The main difference is that the search algorithm must consider all blocks 
simultaneously-- a match is only a match if it works all the way around the 
suspect region. To achieve this, the correlation matrices for each block are 
shifted and merged by the displacement of the block from the origin of the 
replacement image. This generates a correlation matrix that takes all blocks 
into account. The algorithm then finds the region with the highest 
correlation from all the images, and passes that region to the merge 
algorithm. 


We built our test image bank from a relatively small number of images and 
just used Matlab’s imread function to load each one serially. The program 
runs the above block based correlation on each image, keeping track of the 
highest correlation value and its assosciated region. 


Because of the block nature of the search algorithm, one simple 
improvement we made was to give the blocks different weights based on 
their importance to the continuity of the image. The human eye sees lines 
and edges more than muted textures, so we gave more weight (by 


multipying their correlation matrices by a factor before the final correlation 
sum) to blocks that contained more edges. This modification helped ensure 
that arms stayed continuous and helped with the hand problem (the frequent 
presence of hands over the cup). 


Combination 


After finding a region to suitably replace the excised region from the 
original image, the new image is blended with the original.

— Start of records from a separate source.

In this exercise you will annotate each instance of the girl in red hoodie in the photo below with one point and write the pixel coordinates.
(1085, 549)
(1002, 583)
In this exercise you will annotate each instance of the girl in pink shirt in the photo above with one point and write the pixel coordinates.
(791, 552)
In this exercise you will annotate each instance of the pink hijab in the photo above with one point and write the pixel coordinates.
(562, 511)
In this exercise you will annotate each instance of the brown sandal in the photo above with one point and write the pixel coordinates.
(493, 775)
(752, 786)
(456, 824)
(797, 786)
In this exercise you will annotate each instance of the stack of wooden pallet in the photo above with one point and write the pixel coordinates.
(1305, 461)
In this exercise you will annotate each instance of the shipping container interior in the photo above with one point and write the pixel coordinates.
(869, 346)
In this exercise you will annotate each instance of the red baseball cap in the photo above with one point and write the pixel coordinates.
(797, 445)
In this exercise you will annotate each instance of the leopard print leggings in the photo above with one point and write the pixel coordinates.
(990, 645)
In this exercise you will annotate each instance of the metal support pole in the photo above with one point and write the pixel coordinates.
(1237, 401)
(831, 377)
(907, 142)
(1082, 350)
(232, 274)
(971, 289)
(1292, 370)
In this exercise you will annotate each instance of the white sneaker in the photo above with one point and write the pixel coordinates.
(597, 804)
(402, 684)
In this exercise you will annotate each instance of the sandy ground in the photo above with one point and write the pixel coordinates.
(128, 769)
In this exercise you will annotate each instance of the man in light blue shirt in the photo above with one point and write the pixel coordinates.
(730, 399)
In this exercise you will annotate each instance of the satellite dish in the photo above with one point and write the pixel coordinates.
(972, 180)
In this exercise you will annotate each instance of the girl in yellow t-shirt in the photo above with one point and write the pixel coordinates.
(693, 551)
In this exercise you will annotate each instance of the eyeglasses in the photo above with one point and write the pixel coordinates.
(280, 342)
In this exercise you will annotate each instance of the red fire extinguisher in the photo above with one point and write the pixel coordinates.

We used a 
conditional blend to completely replace the red cup, and then gradually 
blended the surrounding buffer regions together with the original image. 
Our blend algorithm used a linear intensity blend (scaled sum of the two 
images), but could be quickly improved with bicubic blur (taking blur 
information from above and below as well) and a more consistent merger 
(angled corners). 


Conclusion 


Red cup detection and replacement is an application of image recognition 
technology that could be viable today. Our demonstration shows that the 
technology has promise, but there are definitely still large technical hurdles 
to be overcome. Our template matching based cup recognition program 
ignores important issues like partially obscured cups, rotated cups, or 
deformed (crushed) cups. Template matching is ill suited to deal with these 
cases, but a “professional” version of the algorithm could use a combination 
of computer vision techniques (edge detection/ shape detection, color blob 
detection, size transformation, multiple templates, etc.) to improve both 
accuracy and runtime. 


On the replacement end of things, the program could be vastly improved by 
a more structured and complete replacement image bank. Consistent sizing 
of the bank images (so the algorithm knows the whole size of the image is 
the whole size of the replacement region) would improve accuracy and 
speed up runtime by an entire polynomial order. While we avoided the 
question of runtime in our demonstration, any practical implementations 
would need to run much more efficiently. Red cup detection seems 
particularly suited to a smartphone application, allowing users to sanitize 
pictures as they are taken. Yet in its current form the algorithm would be 
prohibitively costly in terms of both time and battery life in a mobile 
environment. Offloading the image bank search to the cloud could greatly 
improve the load on the phone since the cup detection and meshing parts of 
the algorithm are relatively efficient. The phone could find suspect regions 
in the image, offload the detected regions to the cloud where a server could 
quickly search a large and organized image bank, and then locally re- 
integrate the replaced regions to alleviate privacy concerns and keep the 
whole image in the user’s possession. 


Our process leaves lots of room to improve the final image mesh step too. 
A better and more natural blend (bicubic instead of linear blending, plus 
blended corners) would make the final results look much more realistic. 
The blending algorithm could use edge detection to keep features 
continuous, avoiding blur around sharp edges that would be obvious to the 
viewer in the final image. Matching lighting and highlight intensity with 


the original image would also greatly improve the quality of the final 
product. 


Additionally, we could implement different replacement algorithms 
depending on characteristics of the area surrounding the cups. A technique 
known as quilting works well for patterns, but not for unique objects such 
as hands. Quilting avoids many of the challenges posed by using a 
replacement image bank, because it uses other areas of the original image to 
“quilt” over the hole left by the cup. This means that quilting could be 
applied to a hole left by any image, eliminating the need for a huge bank of 
replacement images. Ideally, our program could choose the better 
replacement method based upon characteristics of the surrounding image. 


On an even grander scale, the algorithm could be generalized to allow users 
to select and replace arbitrary offending items in an image (houses on a 
scenic hillside, aggie caps at a longhorns game, etc.). This presents new 
challenges in detection and in the construction of the image bank, but it 
could foreseeably work using the resources of large image databases like 
Flickr or the Google Images cache. 


Ultimately, our algorithm is only a proof of concept. Future researchers 
could focus on improving many things from the accuracy of detection to the 
seamlessness of reintegration to the accuracy and computational complexity 
of an image bank search. The distinctive shape and color of red cups lend 
them well to computer detection and replacement, but the algorithms 
principles could be generalized to other objects. There is a long way to go 
to make a seamless professional implementation of the technology, but all 
the pieces exist with today.